L’arrêt rendu par la Cour d’appel de Paris le 21 juin 2011 statue sur la responsabilité civile professionnelle d’un avocat et de son cabinet, sollicités dans le cadre d’une acquisition d’un fonds de commerce. L’opération concernait la reprise d’une activité d’élevage de poules pondeuses, incluant un stock de poussins issus de parentaux protégés par un contrat d’exclusivité au profit du cédant. Peu après la cession, le cessionnaire s’est vu contester par le titulaire des droits la commercialisation de ces poussins, l’obligeant à renégocier des conditions onéreuses. Estimant avoir été mal conseillée sur les risques juridiques liés à cette commercialisation, la société acquéreuse a engagé une action en responsabilité contre ses conseils. Le Tribunal de grande instance de Paris, par un jugement du 27 janvier 2010, l’a déboutée de ses demandes. La Cour d’appel, saisie par l’acquéreur, confirme cette décision après un examen approfondi des obligations de l’avocat et du lien de causalité.
La Cour reconnaît tout d’abord l’existence d’un manquement professionnel dans l’exercice du devoir de conseil. Elle reprend les motifs des premiers juges, qui avaient relevé que l’avocat consulté “ne saurait invoquer qu’il était d’une part un rédacteur d’acte et d’autre part un conseil accessoire”. L’obligation pesant sur lui était de “s’informer sur l’ensemble des conditions de l’opération” et d’éclairer son client “sur la portée exacte et les risques des engagements souscrits”. Or, en l’espèce, l’avocat a, dans un courriel du 10 juillet 2007, présenté comme sans risque une solution consistant à “distribuer les poussins sans indication de leur origine”. La Cour constate que ce conseil était erroné, cette pratique étant “non seulement risquée mais contraire à la réglementation en vigueur en matière de traçabilité”. Elle valide donc la qualification de faute retenue par les premiers juges, fondée sur un “manquement à l’obligation de conseil”. Cette analyse rappelle avec fermeté l’étendue des devoirs de l’avocat rédacteur d’actes, qui doit garantir la sécurité juridique de l’opération envisagée.

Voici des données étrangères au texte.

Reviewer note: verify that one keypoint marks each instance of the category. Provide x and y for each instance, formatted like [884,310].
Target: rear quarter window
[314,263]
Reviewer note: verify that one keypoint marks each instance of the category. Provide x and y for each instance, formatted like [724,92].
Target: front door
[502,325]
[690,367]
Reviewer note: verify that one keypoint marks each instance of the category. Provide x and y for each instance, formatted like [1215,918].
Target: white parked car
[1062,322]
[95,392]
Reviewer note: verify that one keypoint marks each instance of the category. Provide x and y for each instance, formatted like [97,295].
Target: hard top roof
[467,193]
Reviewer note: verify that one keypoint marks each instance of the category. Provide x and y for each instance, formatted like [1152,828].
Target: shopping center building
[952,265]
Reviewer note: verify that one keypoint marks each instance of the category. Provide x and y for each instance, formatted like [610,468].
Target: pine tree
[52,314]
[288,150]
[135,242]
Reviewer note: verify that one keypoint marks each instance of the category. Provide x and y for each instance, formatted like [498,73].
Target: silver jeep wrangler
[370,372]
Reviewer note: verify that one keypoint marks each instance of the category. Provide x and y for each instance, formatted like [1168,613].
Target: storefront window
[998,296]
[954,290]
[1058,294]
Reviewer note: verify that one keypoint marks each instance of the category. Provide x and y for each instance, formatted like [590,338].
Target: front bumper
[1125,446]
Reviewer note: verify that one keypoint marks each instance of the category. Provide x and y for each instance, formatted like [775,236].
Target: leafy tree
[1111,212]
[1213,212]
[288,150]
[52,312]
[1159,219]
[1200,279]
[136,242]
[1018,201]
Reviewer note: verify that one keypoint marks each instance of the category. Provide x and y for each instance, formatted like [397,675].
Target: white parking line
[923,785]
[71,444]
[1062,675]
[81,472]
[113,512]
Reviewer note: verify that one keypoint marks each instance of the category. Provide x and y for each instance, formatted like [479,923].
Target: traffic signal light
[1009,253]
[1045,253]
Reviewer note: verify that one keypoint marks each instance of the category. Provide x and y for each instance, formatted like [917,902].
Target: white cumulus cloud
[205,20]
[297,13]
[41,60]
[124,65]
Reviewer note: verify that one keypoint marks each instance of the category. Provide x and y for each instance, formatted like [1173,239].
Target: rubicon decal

Néanmoins, la Cour écarte la responsabilité des intimés en raison de l’absence de lien de causalité entre cette faute et le préjudice allégué. La demanderesse soutenait qu’informée correctement, elle “aurait renoncé à conclure l’opération”. La Cour estime que cette affirmation n’est pas démontrée. Elle relève que le courriel litigieux “fait néanmoins clairement état du risque” et que la cliente “n’a jamais ignoré la difficulté née de l’existence du contrat de concession exclusive”. Par ailleurs, l’avocat avait inséré dans l’acte de cession une clause de garantie protégeant l’acquéreur contre les conséquences de l’absence de transfert du contrat. Enfin, la société a pu négocier rapidement un accord avec le titulaire des droits, minimisant ainsi son préjudice. Dès lors, “en l’absence de tout lien de causalité démontré”, la responsabilité ne peut être engagée. Cette rigueur dans l’examen du lien causal protège le professionnel d’une indemnisation systématique dès qu’une imperfection dans le conseil est établie, lorsque le client avait une conscience suffisante des risques.